Glimpsing one of the world’s rarest birds
Across the field on this frigid day, we watched several hundred tall gray sandhill cranes feeding, but we didn’t feel the cold. Quite comfortable behind the one-way glass of the observation tower at Wheeler National Wildlife Refuge, we felt only the warmth of excitement as we also spotted three special white birds, bigger and more majestic than others in the flock.
Never very common and now one of the rarest birds in North America, whooping crane numbers dipped to about 15 in the world by the 1940s. The population has rebounded to about 600 today.
Numbers of the similar sandhill crane species also dropped early in the 20th century, but now nearly 500,000 lesser sandhills and 100,000 greater sandhills migrate across North America. However, numbers remain low for some other subspecies.
The tallest birds in North America, whooping cranes stand about five feet tall, compared to sandhills at four feet. Darker gray, sandhills have bright red patches on their heads. Nearly all white, except for black wing tips, whoopers often feed with sandhills where their ranges overlap. People can only hope to see whoopers in a few places in the world, but one of them is Alabama.
“Whooping crane numbers are on the rise, but their population is still low,” says Amber Wilson with the International Crane Foundation Whooping Crane Outreach Program in Decatur. “There are two distinct migrating flocks in North America. One is the historic wild flock that travels from their breeding grounds in Wood Buffalo National Park in Canada to Aransas National Wildlife Refuge in Texas for the winter. The other migrating population is the reintroduced flock that travels from their breeding grounds in Wisconsin down to Indiana, Tennessee, Alabama, Georgia and Florida. There are also about 40 non-migrating birds in Louisiana and 10 in Florida.”
Fearing that disease or another catastrophe could devastate the whooping crane population in one stroke, the International Crane Foundation (www.savingcranes.org) and other groups formed the Whooping Crane Eastern Partnership. These conservationists wanted to establish a second migratory flock and did so in 2001.
“Historically there was at least one record of a whooping crane in Alabama before the reintroduction of the eastern migratory population,” says Hillary Thompson, an ICF spokeswoman. “Sandhill cranes are native to Alabama. Sandhill crane numbers were once very low, but their numbers have increased greatly over time.”
Now, these eastern birds pass through or winter in Alabama. Sandhills usually arrive at the 35,000-acre Wheeler NWR off Interstate 65 adjacent to Decatur in early November. The first whoopers typically follow a couple weeks later, but a severe cold front could push migrating birds southward. Both species generally leave the refuge in late February or early March heading northward.
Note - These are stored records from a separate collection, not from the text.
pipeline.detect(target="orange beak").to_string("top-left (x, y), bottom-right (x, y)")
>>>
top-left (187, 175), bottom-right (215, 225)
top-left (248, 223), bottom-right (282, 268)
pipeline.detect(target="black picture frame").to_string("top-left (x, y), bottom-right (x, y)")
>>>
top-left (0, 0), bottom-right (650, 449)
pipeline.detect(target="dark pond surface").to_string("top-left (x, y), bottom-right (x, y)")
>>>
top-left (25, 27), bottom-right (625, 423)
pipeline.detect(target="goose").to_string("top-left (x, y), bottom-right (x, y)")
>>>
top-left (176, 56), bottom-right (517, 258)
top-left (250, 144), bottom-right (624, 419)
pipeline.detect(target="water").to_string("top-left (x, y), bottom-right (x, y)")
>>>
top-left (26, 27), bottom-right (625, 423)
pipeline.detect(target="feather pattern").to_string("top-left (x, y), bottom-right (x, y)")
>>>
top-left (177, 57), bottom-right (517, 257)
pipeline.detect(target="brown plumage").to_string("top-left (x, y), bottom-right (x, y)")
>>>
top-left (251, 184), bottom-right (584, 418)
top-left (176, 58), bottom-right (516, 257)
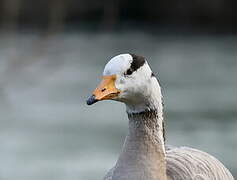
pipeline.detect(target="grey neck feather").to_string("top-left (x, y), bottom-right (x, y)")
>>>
top-left (112, 109), bottom-right (166, 180)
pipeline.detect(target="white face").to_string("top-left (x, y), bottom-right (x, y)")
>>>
top-left (103, 54), bottom-right (156, 105)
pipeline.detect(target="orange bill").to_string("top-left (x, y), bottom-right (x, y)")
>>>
top-left (87, 75), bottom-right (120, 105)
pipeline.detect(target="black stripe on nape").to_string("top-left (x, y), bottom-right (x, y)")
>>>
top-left (124, 54), bottom-right (145, 75)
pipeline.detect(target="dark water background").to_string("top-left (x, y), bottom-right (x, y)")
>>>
top-left (0, 31), bottom-right (237, 180)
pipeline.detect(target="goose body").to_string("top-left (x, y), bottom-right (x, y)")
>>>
top-left (87, 54), bottom-right (234, 180)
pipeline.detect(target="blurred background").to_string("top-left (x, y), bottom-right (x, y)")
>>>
top-left (0, 0), bottom-right (237, 180)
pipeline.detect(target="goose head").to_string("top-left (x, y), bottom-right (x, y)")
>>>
top-left (87, 54), bottom-right (161, 112)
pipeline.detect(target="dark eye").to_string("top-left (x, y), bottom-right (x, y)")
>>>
top-left (124, 68), bottom-right (133, 75)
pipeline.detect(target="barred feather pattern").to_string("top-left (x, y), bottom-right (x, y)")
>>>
top-left (104, 147), bottom-right (234, 180)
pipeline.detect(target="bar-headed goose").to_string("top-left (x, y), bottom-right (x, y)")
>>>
top-left (87, 54), bottom-right (234, 180)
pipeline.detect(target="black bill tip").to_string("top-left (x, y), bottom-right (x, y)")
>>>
top-left (86, 95), bottom-right (98, 105)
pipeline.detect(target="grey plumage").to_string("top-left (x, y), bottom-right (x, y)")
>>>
top-left (104, 147), bottom-right (234, 180)
top-left (89, 54), bottom-right (234, 180)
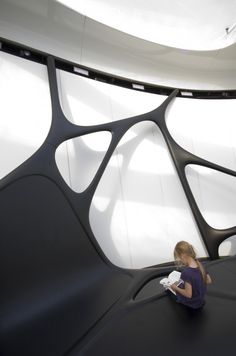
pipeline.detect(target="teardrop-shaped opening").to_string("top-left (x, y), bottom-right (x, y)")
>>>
top-left (55, 131), bottom-right (111, 193)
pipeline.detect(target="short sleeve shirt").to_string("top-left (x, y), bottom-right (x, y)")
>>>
top-left (177, 267), bottom-right (206, 309)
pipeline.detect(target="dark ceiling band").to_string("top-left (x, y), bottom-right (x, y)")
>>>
top-left (0, 37), bottom-right (236, 356)
top-left (0, 37), bottom-right (236, 99)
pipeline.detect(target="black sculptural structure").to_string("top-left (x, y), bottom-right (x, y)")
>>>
top-left (0, 48), bottom-right (236, 356)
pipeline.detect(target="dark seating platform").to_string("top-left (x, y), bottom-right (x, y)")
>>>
top-left (71, 257), bottom-right (236, 356)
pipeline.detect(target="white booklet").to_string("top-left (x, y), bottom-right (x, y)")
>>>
top-left (160, 271), bottom-right (183, 295)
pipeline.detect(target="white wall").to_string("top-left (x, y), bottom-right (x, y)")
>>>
top-left (0, 53), bottom-right (236, 268)
top-left (0, 52), bottom-right (51, 178)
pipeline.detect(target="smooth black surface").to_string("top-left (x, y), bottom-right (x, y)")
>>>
top-left (0, 51), bottom-right (236, 356)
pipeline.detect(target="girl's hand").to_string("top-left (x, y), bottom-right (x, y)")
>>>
top-left (170, 282), bottom-right (178, 291)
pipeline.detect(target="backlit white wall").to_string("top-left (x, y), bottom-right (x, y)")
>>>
top-left (0, 53), bottom-right (236, 268)
top-left (0, 52), bottom-right (51, 178)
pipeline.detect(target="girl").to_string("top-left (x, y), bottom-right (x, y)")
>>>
top-left (171, 241), bottom-right (211, 309)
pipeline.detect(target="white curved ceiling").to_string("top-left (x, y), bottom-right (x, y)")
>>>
top-left (58, 0), bottom-right (236, 50)
top-left (0, 0), bottom-right (236, 90)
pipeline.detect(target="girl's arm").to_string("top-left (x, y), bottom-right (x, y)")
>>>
top-left (206, 273), bottom-right (212, 284)
top-left (170, 282), bottom-right (192, 298)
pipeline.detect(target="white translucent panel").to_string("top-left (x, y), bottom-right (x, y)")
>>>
top-left (0, 52), bottom-right (52, 178)
top-left (57, 71), bottom-right (112, 126)
top-left (58, 0), bottom-right (236, 51)
top-left (57, 71), bottom-right (166, 126)
top-left (166, 98), bottom-right (236, 170)
top-left (185, 165), bottom-right (236, 229)
top-left (218, 236), bottom-right (236, 257)
top-left (55, 131), bottom-right (111, 193)
top-left (0, 0), bottom-right (236, 90)
top-left (90, 122), bottom-right (206, 268)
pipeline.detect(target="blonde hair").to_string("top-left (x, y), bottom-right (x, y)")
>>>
top-left (174, 241), bottom-right (207, 283)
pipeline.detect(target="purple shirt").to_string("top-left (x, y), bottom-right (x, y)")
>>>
top-left (177, 267), bottom-right (206, 309)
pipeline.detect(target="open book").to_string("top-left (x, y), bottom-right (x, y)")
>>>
top-left (160, 271), bottom-right (183, 295)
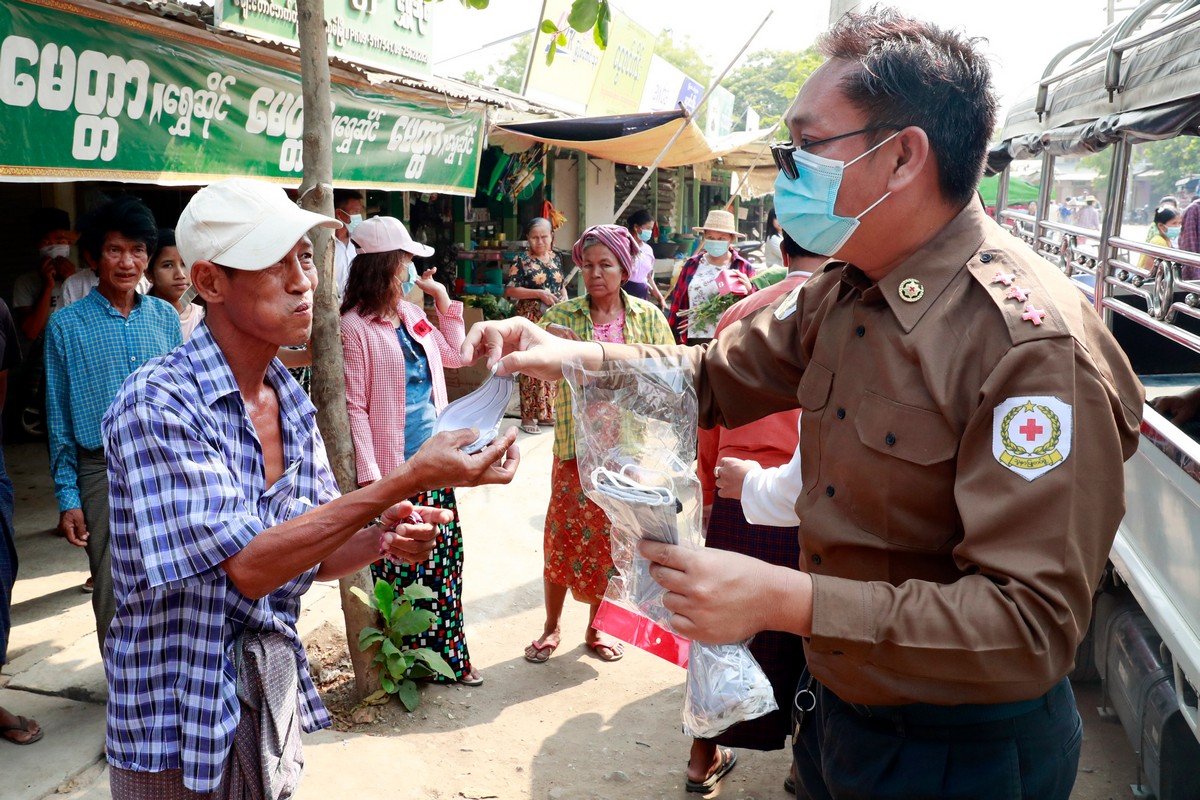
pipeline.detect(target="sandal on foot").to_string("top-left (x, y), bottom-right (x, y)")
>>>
top-left (526, 639), bottom-right (558, 664)
top-left (0, 716), bottom-right (46, 745)
top-left (684, 747), bottom-right (738, 794)
top-left (588, 642), bottom-right (625, 662)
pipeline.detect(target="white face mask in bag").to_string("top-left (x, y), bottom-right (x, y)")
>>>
top-left (433, 367), bottom-right (516, 453)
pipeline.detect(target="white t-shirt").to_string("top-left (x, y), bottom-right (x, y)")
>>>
top-left (688, 253), bottom-right (733, 339)
top-left (334, 236), bottom-right (358, 305)
top-left (12, 270), bottom-right (64, 313)
top-left (742, 412), bottom-right (804, 528)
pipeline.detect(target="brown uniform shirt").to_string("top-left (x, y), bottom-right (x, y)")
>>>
top-left (614, 203), bottom-right (1144, 704)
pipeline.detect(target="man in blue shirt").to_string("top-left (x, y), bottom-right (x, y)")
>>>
top-left (46, 197), bottom-right (182, 652)
top-left (103, 179), bottom-right (518, 800)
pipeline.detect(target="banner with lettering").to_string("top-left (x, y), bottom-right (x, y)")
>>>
top-left (212, 0), bottom-right (434, 78)
top-left (0, 0), bottom-right (484, 196)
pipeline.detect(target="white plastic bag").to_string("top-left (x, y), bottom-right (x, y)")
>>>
top-left (563, 357), bottom-right (778, 739)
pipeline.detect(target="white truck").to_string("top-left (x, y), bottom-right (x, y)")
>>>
top-left (989, 0), bottom-right (1200, 800)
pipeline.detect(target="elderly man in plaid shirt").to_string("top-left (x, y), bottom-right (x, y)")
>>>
top-left (104, 179), bottom-right (520, 800)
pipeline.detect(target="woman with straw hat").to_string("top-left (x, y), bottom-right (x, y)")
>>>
top-left (667, 209), bottom-right (754, 344)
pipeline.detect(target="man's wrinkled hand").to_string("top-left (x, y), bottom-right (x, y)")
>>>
top-left (379, 501), bottom-right (454, 564)
top-left (59, 509), bottom-right (91, 547)
top-left (401, 427), bottom-right (521, 488)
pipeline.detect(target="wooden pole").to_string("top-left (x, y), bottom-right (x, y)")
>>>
top-left (296, 0), bottom-right (379, 698)
top-left (612, 10), bottom-right (775, 221)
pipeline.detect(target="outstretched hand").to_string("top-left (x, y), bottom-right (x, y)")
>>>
top-left (637, 540), bottom-right (812, 644)
top-left (462, 317), bottom-right (604, 380)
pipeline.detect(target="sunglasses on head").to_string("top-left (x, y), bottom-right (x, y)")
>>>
top-left (770, 122), bottom-right (905, 181)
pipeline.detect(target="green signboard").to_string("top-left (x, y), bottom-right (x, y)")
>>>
top-left (212, 0), bottom-right (433, 78)
top-left (0, 0), bottom-right (484, 196)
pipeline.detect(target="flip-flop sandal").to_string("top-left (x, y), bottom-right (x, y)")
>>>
top-left (684, 747), bottom-right (738, 794)
top-left (0, 716), bottom-right (46, 746)
top-left (458, 673), bottom-right (484, 686)
top-left (526, 639), bottom-right (558, 664)
top-left (588, 642), bottom-right (625, 662)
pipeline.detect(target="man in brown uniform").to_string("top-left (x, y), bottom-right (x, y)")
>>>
top-left (464, 11), bottom-right (1142, 800)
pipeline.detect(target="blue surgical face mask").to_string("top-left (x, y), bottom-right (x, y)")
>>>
top-left (775, 131), bottom-right (900, 257)
top-left (400, 261), bottom-right (416, 297)
top-left (704, 239), bottom-right (730, 258)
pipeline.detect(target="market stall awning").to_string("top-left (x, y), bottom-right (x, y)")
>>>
top-left (488, 110), bottom-right (768, 167)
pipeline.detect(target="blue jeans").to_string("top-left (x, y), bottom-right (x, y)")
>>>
top-left (792, 678), bottom-right (1084, 800)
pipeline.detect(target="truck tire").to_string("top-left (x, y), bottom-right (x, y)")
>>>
top-left (1067, 613), bottom-right (1100, 684)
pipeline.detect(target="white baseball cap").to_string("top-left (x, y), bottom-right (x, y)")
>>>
top-left (175, 178), bottom-right (342, 272)
top-left (350, 217), bottom-right (433, 258)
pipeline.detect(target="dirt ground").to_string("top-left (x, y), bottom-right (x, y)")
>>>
top-left (283, 435), bottom-right (1135, 800)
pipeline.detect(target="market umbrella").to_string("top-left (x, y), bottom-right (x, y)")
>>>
top-left (979, 175), bottom-right (1038, 209)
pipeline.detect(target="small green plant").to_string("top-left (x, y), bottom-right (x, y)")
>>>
top-left (350, 581), bottom-right (455, 711)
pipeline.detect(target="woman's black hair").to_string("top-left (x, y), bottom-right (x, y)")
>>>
top-left (521, 217), bottom-right (554, 239)
top-left (341, 249), bottom-right (401, 314)
top-left (629, 209), bottom-right (654, 228)
top-left (1154, 205), bottom-right (1180, 225)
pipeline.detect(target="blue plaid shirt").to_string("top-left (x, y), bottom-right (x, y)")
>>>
top-left (103, 323), bottom-right (338, 792)
top-left (46, 289), bottom-right (184, 511)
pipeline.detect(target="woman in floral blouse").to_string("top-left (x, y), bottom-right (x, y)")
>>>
top-left (504, 217), bottom-right (566, 433)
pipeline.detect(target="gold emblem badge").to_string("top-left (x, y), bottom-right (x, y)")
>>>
top-left (900, 278), bottom-right (925, 302)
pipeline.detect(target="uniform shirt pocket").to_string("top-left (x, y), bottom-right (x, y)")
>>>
top-left (796, 362), bottom-right (833, 494)
top-left (848, 392), bottom-right (960, 551)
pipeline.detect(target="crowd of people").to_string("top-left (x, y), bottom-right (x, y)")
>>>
top-left (7, 10), bottom-right (1200, 800)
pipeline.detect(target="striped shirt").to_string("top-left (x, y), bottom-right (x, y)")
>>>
top-left (46, 289), bottom-right (184, 511)
top-left (538, 291), bottom-right (674, 461)
top-left (103, 321), bottom-right (338, 792)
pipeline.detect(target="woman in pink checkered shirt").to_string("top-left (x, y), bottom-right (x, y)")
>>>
top-left (342, 217), bottom-right (482, 686)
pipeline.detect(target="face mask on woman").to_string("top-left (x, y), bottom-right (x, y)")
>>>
top-left (704, 239), bottom-right (730, 258)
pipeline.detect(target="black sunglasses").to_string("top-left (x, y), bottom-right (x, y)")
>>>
top-left (770, 122), bottom-right (905, 181)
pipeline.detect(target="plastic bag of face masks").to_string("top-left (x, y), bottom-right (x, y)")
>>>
top-left (563, 357), bottom-right (778, 739)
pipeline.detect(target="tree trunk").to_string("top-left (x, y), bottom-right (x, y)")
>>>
top-left (296, 0), bottom-right (379, 698)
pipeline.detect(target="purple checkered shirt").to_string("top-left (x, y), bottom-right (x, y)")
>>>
top-left (102, 324), bottom-right (337, 792)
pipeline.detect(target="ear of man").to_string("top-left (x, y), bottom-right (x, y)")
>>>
top-left (192, 259), bottom-right (229, 305)
top-left (884, 125), bottom-right (937, 199)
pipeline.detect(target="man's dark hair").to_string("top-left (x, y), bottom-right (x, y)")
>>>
top-left (334, 188), bottom-right (362, 209)
top-left (629, 209), bottom-right (654, 228)
top-left (817, 6), bottom-right (996, 204)
top-left (341, 249), bottom-right (400, 314)
top-left (79, 194), bottom-right (158, 261)
top-left (30, 207), bottom-right (71, 241)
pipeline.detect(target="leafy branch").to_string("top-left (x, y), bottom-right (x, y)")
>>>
top-left (425, 0), bottom-right (612, 65)
top-left (350, 581), bottom-right (455, 711)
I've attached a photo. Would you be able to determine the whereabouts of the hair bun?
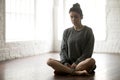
[73,3,80,8]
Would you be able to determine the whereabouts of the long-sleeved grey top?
[60,26,94,64]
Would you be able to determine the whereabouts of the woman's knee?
[86,58,96,65]
[47,58,53,66]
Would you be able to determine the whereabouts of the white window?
[5,0,53,42]
[58,0,106,40]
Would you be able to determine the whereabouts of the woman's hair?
[69,3,83,16]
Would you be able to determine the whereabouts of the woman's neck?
[74,24,83,31]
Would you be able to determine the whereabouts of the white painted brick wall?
[0,0,120,61]
[94,0,120,53]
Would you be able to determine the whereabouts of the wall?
[0,0,53,61]
[0,0,120,61]
[94,0,120,53]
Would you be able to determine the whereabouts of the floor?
[0,53,120,80]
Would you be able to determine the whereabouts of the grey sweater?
[60,26,94,64]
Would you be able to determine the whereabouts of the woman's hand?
[71,63,77,69]
[64,63,71,67]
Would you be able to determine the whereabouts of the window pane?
[6,0,34,42]
[58,0,106,40]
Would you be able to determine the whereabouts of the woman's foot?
[74,70,89,75]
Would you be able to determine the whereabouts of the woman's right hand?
[64,63,71,67]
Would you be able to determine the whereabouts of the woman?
[47,3,96,75]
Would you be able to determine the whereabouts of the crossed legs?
[47,58,95,75]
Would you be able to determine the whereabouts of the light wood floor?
[0,53,120,80]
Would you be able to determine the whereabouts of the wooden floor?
[0,53,120,80]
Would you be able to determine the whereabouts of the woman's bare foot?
[74,70,89,75]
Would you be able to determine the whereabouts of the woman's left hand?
[71,63,77,69]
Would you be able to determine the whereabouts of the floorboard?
[0,53,120,80]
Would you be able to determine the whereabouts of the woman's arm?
[75,29,95,64]
[60,30,68,64]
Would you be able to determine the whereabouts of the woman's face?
[70,11,82,26]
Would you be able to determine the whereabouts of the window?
[5,0,53,42]
[58,0,106,40]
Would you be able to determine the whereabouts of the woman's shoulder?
[84,25,92,30]
[64,27,73,32]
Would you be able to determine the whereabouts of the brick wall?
[0,0,120,61]
[94,0,120,53]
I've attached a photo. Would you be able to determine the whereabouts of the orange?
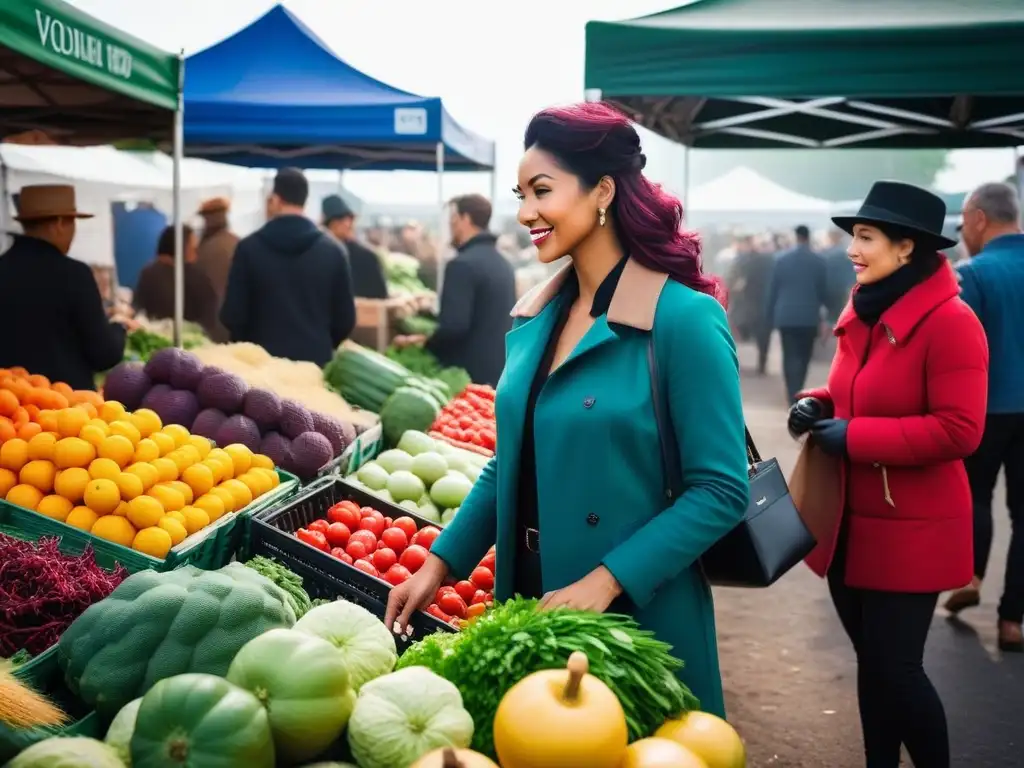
[53,437,96,469]
[84,480,121,515]
[0,437,29,472]
[53,467,92,504]
[65,507,98,531]
[99,434,135,467]
[126,496,164,528]
[18,459,57,494]
[89,515,135,547]
[36,494,75,522]
[4,483,43,509]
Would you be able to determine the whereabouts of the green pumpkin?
[131,674,274,768]
[227,630,355,763]
[57,563,295,719]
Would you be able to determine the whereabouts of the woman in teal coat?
[386,103,749,716]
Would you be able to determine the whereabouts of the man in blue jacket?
[946,183,1024,652]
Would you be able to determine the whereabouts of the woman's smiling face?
[514,146,614,264]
“The refuge was established in 1938 as a migratory bird sanctuary,” says Teresa Adams, the Wheeler NWR supervising park ranger. “The refuge has diverse habitats, including reclaimed farmland replanted in hardwoods that provide places for more than 295 bird species, including more than 30 species of waterfowl in the winter. A few sandhill cranes started coming here about 20 years ago. In 2016-17, we had about 20,000 sandhills on the refuge. The whopping cranes started coming here in 2005 and their numbers have steadily increased. In the winter of 2016-17, we had 29 on the refuge.”
Photograph in comfort
Probably no other place on Earth provides a better place to view and photograph wild cranes, geese, ducks and other birds up close in comfort than the observation building. A short walk behind the Wheeler NWR Visitor Center, the building sits on a pond shoreline overlooking fields. In an elevated room surrounded by one-way glass, people can observe and photograph birds without sharp eyes spotting them. Photographers can also reserve an observation blind down near the pond shoreline if they wish.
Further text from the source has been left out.